Part of building a successful business is being able to let other people tell you how to do it better. Companies that set up mechanisms to learn from their employees, particularly those at the base of the company who do automated work and aren’t brought into weekly meetings to voice their say, see economic gain and happier employees.
Great Little Box, a packaging company in Canada, realized that the people executing the orders and deliveries were responsible for the bulk of what the company did and for nearly all of its public perception in terms of accuracy, timeliness and general customer experience. The company began offering financial incentives for catching errors in work orders, encouraging employees to pay more attention and to take action when they found an inaccuracy. A tangential program offered employees up to CAN$2,500 when his or her idea to cut costs was implemented. As a result of this Idea Recognition Program, the company was able to cut costs by CAN$25,000, ten times the amount it invested in the reward. This example was taken from the recent study, Profit at the Bottom of the Ladder.
Here’s another option. A developer I used to work with started a program where the development team would spend a half day per month shadowing other employees.

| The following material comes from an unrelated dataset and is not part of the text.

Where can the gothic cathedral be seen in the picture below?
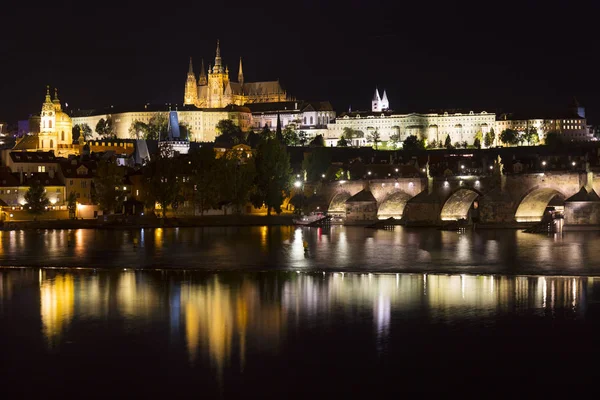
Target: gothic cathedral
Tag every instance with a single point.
(217, 91)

By observing how other employees did their work, the developers were often able to code up shortcuts to automate or streamline tasks, which boosted company productivity considerably and shrank the knowledge gap between departments.
Grassroots isn’t just a term for political activism or nonprofit fundraising. Amy Skoczlas Cole, who directs eBay’s Green Team, commits to getting employee feedback on the company’s goals from the beginning. “Don’t let big decisions get made without employee consultation and consideration. While major decisions happen at the executive level, eBay’s sustainability efforts have been much more grassroots in nature.” A simple note here: ask your employees what they think when there’s still time for their response to have an impact.